Here is the blurb from Dalkey Archive:
A Jesuit and an English ambassador make a journey to Petrograd across a gloomy, often desolate eighteenth-century Eastern Europe in order to sight a rare transit of the sun by Venus. A Moldovan student coming of age at the end of the twentieth century, and in the aftermath of the Soviet Union’s break-up, flees to the west in search of a less gloomy life, only to find more of the sordid, inhumane experience she had hoped to leave behind. A boy known only as the Writer, under the sway of Paul Auster’s novels, searches for his theme and finally settles on an eighteenth-century Yugoslav Jesuit known for his fascination with rare astronomical events. In these subtly linked novellas, Muharem Bazdulj takes the reader across several centuries of Yugoslav history, finding in three very different sets of circumstances a common longing to escape the desperation and depression of life in the east.
The Muharem appeal to me Trevor I read his earlier book Byron and the beauty and meet him for a mint tea with his uk publisher
That’s cool to hear, Stu! I haven’t read any of his books yet, but I would like to change that.

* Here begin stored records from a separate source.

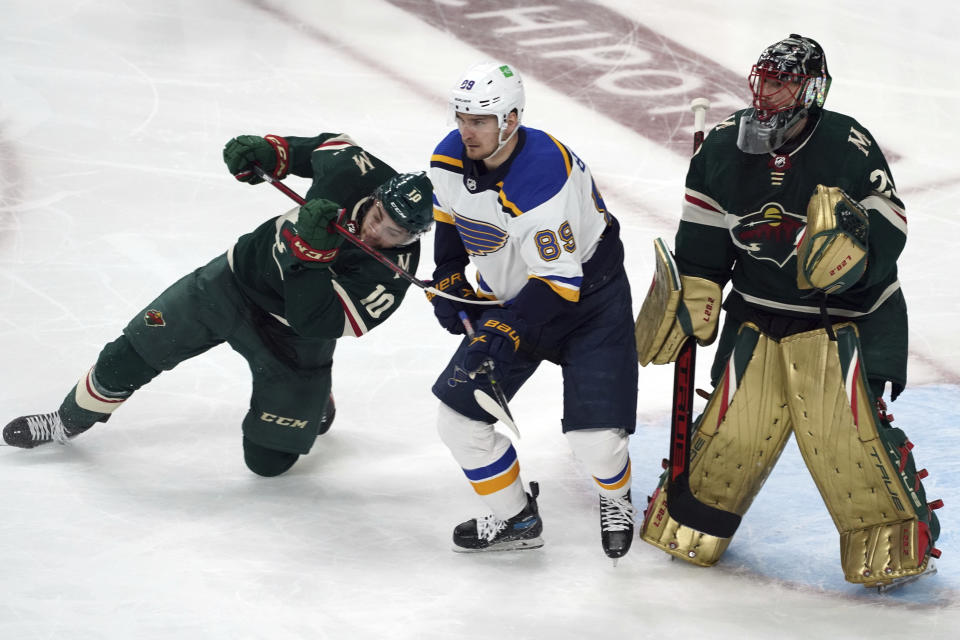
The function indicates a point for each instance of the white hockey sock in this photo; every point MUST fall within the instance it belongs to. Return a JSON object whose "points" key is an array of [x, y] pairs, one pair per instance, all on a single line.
{"points": [[605, 455], [487, 458]]}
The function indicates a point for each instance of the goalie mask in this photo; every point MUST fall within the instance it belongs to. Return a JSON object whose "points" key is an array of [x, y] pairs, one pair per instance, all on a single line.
{"points": [[490, 88], [789, 81]]}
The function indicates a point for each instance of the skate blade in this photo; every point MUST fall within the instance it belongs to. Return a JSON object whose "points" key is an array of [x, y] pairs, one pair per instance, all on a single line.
{"points": [[512, 545], [896, 583]]}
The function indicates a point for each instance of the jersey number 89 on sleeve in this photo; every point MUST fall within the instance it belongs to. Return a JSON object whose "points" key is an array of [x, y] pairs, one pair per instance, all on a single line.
{"points": [[547, 243]]}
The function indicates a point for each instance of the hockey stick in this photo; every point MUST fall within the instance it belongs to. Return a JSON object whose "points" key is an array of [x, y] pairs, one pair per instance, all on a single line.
{"points": [[373, 253], [682, 505], [496, 407]]}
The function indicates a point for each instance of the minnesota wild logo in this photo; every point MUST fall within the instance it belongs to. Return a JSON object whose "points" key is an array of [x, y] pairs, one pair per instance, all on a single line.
{"points": [[769, 234], [154, 318]]}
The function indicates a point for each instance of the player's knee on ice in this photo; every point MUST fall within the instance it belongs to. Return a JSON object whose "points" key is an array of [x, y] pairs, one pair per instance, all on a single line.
{"points": [[266, 462]]}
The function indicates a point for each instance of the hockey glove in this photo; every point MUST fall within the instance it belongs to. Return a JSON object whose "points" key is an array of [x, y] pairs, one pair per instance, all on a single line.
{"points": [[272, 153], [311, 235], [832, 251], [496, 341], [447, 310]]}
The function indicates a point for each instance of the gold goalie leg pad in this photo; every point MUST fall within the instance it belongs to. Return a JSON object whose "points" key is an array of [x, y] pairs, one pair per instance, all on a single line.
{"points": [[738, 439], [862, 467]]}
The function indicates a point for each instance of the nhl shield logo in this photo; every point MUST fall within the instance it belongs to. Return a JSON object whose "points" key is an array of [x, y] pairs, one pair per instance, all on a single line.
{"points": [[154, 318]]}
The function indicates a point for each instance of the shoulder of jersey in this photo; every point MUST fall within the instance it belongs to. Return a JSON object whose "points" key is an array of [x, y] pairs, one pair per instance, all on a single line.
{"points": [[448, 154], [725, 131], [539, 171]]}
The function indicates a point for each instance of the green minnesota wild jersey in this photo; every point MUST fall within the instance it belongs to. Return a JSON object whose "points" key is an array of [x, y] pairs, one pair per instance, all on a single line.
{"points": [[354, 293], [743, 215]]}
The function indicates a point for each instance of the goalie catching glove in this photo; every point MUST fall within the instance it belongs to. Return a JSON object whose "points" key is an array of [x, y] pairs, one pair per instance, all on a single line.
{"points": [[832, 251], [272, 153], [676, 307]]}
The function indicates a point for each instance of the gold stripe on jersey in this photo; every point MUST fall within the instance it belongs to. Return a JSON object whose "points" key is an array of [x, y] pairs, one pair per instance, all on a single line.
{"points": [[573, 295], [449, 160], [564, 152], [507, 205], [442, 216]]}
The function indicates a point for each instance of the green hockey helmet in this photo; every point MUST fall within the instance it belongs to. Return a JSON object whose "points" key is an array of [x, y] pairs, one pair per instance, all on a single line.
{"points": [[408, 199]]}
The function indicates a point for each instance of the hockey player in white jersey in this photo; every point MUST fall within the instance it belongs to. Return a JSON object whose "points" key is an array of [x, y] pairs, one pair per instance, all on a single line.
{"points": [[524, 209]]}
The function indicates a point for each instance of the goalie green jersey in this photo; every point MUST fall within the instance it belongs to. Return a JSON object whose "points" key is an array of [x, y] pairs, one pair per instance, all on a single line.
{"points": [[354, 293], [743, 215]]}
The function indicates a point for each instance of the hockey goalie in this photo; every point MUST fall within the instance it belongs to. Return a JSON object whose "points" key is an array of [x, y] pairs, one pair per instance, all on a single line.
{"points": [[794, 207]]}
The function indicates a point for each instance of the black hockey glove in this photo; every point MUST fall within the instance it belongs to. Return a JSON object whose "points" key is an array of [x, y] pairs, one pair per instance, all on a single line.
{"points": [[312, 239], [272, 153], [446, 310], [497, 339]]}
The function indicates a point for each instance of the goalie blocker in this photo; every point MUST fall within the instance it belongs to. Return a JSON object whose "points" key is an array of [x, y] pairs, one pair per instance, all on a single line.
{"points": [[812, 386]]}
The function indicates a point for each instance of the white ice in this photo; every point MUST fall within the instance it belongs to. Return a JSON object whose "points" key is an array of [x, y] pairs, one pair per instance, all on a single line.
{"points": [[112, 118]]}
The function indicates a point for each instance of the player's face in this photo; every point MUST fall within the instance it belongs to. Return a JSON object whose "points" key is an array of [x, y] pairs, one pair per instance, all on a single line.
{"points": [[381, 232], [773, 92], [480, 134]]}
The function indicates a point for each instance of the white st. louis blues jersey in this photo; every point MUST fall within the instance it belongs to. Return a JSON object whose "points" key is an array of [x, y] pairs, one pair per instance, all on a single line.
{"points": [[537, 216]]}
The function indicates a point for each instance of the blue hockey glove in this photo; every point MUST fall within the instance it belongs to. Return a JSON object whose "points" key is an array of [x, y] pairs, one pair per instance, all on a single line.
{"points": [[497, 340], [447, 310]]}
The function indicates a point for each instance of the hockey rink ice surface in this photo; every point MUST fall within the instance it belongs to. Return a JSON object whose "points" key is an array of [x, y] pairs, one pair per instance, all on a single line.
{"points": [[112, 120]]}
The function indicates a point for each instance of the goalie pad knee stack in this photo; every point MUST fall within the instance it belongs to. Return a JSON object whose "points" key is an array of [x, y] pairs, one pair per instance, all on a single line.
{"points": [[862, 466]]}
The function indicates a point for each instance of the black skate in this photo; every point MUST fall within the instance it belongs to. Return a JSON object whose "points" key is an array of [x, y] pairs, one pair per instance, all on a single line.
{"points": [[616, 525], [489, 533], [328, 415], [28, 432]]}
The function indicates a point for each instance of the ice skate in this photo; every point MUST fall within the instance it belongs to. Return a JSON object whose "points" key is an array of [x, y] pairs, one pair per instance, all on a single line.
{"points": [[489, 533], [896, 583], [616, 525], [28, 432]]}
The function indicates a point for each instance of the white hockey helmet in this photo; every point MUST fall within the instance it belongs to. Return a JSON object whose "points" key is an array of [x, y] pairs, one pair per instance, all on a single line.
{"points": [[489, 88]]}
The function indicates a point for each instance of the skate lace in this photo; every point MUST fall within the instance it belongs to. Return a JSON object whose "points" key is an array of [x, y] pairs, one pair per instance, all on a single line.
{"points": [[616, 514], [489, 526], [47, 426]]}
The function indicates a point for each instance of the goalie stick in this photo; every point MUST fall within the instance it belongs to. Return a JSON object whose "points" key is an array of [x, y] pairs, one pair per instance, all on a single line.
{"points": [[373, 253], [682, 505]]}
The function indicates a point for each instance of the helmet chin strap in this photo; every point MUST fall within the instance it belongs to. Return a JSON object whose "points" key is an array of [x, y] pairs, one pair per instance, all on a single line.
{"points": [[504, 141]]}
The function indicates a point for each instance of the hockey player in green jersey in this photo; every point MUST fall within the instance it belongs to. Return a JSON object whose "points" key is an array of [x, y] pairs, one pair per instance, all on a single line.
{"points": [[794, 206], [281, 296]]}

I like the look of the Balzac, but have a backlog of old Penguin Classics of his to read first. The Denis Johnson should also be good. And i like B. Comyns’s quirky style and her edge of darkness. Great list, Trevor.
I am not one who usually gets excited about new publications. Books don;t have a best before date and there are so many books published in the last … well, several hundred years anyway … that new ones usually need to get in line. The one from the list above I am interested in is Denis Johnson’s book. The reason for my interest is that The New Yorker published one of the stories in it in late 2017 and many of us thought it might be an excerpt from something longer. I am curious to know if that is the case or not.
Ugh. Typos can be annoying, but html typos can be a disaster. Mea culpa.